Texto sobre a passagem da morte do Servo de Deus Padre Siqueira
Missa de 7º dia
A poucas cenas tão comovedoras e de tamanho alcance, temos nós assistido como a que teve lugar na Igreja Matriz desta cidade, no dia de ante ontem.
Uma multidão composta de todas as
classes sociais, desde a alta camada a opulência até a baixa esfera da pobreza,
ali se achava reunida para com a suas lágrimas orvalhar a flor – saudade –
deposta sobre o túmulo de um home virtuoso.
De boca em boca corria um nome e,
sempre uma palavra de louvor o acompanhava e, sempre um soluço de mágoa o vinha
entrecortar.
Não se tratava de um morto vulgar. O
nome que se proferia não era o de um legendário ferido em pugnas pelas causas
do orgulho, não era o de um aureolado pelas glórias dos talentos, era mais que
isso – era o nome do Padre João Francisco de Siqueira Andrade.
Deixar que a pedra do sepulcro abafe
o cadáver voltado a sua essência, é natural, é mesmo indispensável, mas fazer
que um nome que se imortalizou, seja riscado de um instante a outro desde livro
primoroso que se chama – o coração – possível jamais fora.
O homem que faleceu a 10 do
corrente, em São José dos Campos, província de São Paulo, usava de um nome que
nenhum outro poderá diminuir-lhe o valor, obscurecer-lhe o brilho.
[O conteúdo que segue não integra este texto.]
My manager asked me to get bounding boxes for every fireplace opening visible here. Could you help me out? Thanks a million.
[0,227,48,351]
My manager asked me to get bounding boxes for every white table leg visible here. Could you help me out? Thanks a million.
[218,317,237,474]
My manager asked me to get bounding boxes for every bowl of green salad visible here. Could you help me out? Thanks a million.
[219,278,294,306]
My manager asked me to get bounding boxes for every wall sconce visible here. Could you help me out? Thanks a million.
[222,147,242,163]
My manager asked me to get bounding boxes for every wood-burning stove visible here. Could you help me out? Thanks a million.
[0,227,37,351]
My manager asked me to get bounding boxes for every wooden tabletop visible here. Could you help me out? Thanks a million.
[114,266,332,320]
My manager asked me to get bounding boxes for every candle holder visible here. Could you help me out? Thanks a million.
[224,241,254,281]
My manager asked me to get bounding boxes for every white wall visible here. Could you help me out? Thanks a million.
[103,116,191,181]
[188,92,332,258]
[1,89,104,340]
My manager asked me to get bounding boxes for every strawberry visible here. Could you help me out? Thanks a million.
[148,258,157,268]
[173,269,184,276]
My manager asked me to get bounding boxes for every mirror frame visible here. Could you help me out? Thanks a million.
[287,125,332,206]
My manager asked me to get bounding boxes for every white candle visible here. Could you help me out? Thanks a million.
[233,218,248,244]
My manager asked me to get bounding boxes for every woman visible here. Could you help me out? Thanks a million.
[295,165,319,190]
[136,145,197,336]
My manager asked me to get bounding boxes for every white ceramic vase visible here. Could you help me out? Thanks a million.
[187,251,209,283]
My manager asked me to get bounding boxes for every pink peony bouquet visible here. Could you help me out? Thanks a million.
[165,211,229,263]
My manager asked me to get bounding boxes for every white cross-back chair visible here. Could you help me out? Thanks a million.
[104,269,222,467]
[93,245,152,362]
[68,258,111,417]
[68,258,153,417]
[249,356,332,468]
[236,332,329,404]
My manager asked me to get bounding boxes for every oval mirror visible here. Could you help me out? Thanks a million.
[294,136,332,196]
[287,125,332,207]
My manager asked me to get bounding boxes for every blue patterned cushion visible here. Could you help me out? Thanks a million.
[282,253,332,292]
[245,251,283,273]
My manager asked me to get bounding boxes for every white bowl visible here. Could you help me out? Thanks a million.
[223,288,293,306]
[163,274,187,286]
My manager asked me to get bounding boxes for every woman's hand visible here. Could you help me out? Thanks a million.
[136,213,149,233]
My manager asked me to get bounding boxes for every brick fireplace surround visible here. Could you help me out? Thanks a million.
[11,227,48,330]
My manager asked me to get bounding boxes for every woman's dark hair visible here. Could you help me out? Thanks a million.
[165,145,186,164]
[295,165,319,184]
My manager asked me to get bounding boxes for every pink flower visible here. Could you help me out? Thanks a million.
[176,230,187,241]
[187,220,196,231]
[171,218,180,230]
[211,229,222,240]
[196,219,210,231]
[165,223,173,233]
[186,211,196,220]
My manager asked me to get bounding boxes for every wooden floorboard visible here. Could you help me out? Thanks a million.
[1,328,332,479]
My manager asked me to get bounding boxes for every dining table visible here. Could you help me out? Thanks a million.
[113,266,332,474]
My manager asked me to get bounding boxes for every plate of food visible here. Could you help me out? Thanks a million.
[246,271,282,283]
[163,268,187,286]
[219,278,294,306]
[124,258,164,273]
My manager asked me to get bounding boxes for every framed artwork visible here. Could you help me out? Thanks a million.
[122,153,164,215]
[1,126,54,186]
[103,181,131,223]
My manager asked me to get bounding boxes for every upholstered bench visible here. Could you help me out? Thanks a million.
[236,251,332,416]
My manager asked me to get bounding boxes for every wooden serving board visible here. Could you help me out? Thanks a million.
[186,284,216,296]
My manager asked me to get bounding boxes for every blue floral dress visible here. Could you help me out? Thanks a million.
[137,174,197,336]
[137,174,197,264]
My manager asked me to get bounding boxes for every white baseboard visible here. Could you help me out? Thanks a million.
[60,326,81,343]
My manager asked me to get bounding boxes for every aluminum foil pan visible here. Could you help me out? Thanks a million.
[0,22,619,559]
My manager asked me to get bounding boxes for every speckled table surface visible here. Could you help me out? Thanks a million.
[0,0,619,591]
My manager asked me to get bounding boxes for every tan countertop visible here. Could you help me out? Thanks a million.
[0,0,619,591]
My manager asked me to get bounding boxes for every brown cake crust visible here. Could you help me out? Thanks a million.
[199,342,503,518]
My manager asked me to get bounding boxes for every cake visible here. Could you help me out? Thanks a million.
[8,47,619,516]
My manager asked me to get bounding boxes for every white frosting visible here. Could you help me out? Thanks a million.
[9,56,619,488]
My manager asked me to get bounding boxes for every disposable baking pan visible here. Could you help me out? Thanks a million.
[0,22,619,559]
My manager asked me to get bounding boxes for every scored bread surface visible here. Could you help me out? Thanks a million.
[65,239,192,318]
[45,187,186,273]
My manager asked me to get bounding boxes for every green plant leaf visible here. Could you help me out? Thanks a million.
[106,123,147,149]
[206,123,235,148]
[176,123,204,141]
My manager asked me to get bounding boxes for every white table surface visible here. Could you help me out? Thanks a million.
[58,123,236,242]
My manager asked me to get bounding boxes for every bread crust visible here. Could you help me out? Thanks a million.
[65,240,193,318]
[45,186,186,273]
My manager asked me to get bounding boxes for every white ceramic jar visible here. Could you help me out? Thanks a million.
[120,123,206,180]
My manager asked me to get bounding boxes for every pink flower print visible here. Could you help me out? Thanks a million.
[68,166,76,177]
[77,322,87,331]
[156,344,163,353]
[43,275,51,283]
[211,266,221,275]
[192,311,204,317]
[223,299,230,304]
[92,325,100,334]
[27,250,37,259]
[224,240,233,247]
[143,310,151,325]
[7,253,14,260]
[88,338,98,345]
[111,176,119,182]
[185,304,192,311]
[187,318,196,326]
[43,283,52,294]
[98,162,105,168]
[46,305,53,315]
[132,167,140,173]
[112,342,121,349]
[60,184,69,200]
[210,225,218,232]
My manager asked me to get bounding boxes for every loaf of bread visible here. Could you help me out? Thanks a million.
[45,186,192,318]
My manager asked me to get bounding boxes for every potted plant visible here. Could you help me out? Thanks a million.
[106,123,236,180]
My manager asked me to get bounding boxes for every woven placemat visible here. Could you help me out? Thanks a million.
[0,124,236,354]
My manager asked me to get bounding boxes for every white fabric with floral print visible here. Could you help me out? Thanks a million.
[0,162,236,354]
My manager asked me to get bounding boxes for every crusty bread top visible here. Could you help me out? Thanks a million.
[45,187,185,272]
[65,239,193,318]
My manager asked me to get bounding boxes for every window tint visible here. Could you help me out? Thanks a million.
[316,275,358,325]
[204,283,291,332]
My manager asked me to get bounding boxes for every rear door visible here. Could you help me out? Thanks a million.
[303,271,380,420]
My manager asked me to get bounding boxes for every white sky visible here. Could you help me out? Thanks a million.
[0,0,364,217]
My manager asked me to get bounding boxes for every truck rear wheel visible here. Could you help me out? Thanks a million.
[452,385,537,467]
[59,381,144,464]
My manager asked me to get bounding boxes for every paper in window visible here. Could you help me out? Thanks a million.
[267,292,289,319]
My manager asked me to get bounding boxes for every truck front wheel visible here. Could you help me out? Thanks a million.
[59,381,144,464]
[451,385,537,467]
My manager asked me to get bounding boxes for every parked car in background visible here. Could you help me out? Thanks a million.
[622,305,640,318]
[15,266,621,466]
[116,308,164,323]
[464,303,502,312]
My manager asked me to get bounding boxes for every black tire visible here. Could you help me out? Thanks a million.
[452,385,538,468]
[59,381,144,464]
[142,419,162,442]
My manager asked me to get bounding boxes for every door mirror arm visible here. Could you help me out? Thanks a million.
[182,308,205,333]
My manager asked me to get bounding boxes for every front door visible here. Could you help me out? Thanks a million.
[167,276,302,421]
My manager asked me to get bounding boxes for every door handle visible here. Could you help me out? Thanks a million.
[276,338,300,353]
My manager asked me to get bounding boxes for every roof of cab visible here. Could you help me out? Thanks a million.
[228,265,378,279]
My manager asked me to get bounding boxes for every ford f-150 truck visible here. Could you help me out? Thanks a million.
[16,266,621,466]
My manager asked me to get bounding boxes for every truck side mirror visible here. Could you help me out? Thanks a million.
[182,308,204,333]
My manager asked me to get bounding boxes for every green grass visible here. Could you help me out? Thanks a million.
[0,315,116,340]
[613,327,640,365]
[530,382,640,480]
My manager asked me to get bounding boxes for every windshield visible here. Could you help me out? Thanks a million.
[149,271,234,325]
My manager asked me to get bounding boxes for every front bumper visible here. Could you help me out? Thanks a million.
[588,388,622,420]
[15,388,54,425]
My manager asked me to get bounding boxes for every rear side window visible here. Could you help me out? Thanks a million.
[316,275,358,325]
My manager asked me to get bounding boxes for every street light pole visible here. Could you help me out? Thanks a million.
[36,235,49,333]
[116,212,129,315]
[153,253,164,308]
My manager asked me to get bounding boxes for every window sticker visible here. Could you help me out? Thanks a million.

Ele foi o apóstolo da santa causa da
caridade. Humilde, daquele humilde pregado pelo Cristo homem, esforçado,
infatigável, lógico e convincente evangelizador dos princípios da moralidade.
Ergueu um edifício que perpetuará sua memória, sem que nunca de seus lábios
tombasse uma palavra que traduzisse o orgulho, nem um de suas ações desmentisse
a pureza de sua alma e a grandeza de suas intenções.
Em sua curta travessia neste oceano
sempre mais ou menos encapelado pelas tormentas da calúnia e da inveja, ele,
hábil timoneiro, soube guiar-se com tanta atilação e tanto zelo que, como
debelando os elementos, conseguia serenar as tempestades.
Guiava-o uma ideia sublime, via, não
longe dos seus olhos, estender-se um painel esplendoroso: - tiradas das trevas
da ignorância, arrancadas das furnas da miséria, voltadas ao trabalho honesto e
à fadiga que enobrece, um cem número de mulheres com a palavra unida ao exemplo
entoavam hosanas ao Deu que as criara a ao homem que as educara.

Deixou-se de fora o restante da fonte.